EDIT: I realized I misread the question and thought the OP was trying to power his RPi from the doorbell circuit. I'll leave this answer up for now in case it is useful to the OP, but it is not a direct answer to the question.

The fundamental AC-to-DC converter is called a full-wave rectifier. It's made out of four diodes arranged in a specific way. A bulk capacitor is attached to the output to smooth out the waveform. You can never achieve a perfect DC voltage from this circuit as the natural sinewave from the AC source will manifest itself as ripple in the output. But the larger the capacitor, the smoother it'll be.
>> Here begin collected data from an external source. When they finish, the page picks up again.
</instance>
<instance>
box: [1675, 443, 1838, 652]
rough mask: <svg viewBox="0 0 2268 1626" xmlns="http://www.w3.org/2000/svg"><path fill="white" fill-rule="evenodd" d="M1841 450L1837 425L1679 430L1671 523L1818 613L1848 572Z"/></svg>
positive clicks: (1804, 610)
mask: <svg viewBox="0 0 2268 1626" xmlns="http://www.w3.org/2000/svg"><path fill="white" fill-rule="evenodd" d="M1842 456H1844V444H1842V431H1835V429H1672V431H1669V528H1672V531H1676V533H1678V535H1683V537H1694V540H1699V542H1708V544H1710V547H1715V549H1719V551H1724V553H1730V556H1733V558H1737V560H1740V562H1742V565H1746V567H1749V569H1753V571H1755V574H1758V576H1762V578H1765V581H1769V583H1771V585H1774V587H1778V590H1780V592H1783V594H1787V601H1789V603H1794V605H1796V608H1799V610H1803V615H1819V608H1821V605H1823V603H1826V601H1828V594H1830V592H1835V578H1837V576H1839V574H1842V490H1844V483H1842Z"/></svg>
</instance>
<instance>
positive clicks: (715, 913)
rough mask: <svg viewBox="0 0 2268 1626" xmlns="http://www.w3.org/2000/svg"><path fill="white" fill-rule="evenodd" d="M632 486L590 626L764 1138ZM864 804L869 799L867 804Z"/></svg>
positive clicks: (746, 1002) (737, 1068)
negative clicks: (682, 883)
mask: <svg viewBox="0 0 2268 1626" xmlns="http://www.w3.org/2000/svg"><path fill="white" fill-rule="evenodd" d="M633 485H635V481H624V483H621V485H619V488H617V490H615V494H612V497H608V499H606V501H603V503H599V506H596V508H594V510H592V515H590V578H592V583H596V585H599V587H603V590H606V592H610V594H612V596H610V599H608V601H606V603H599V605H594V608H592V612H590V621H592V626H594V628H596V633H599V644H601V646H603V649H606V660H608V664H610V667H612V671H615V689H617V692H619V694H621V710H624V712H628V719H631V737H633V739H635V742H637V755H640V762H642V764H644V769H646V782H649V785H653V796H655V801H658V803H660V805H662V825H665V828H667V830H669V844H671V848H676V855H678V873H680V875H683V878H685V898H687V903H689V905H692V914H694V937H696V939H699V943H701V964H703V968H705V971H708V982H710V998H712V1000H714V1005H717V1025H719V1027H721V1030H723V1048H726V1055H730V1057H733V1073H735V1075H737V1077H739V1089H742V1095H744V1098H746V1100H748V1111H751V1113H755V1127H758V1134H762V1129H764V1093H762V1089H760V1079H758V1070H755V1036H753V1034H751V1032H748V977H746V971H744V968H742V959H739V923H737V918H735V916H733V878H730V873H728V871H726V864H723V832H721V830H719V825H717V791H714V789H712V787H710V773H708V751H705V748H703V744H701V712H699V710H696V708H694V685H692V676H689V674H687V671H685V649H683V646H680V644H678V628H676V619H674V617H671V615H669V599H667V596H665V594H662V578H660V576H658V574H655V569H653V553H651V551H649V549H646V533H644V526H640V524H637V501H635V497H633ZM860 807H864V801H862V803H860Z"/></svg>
simulate this circuit – Schematic created using CircuitLab

The diodes and capacitor you choose is based on the current and voltage requirements of your circuit. You shouldn't have too much trouble finding parts that will work at that small voltage and current.

To achieve the necessary regulated 3.3V for the RPi, assuming it's not doing anything that draws a lot of current, a linear regulator can be connected to the output of the rectifier. As long as the input voltage stays above the drop-out spec of the linear regulator, the regulator will output a nice 3.3V DC for your RPi.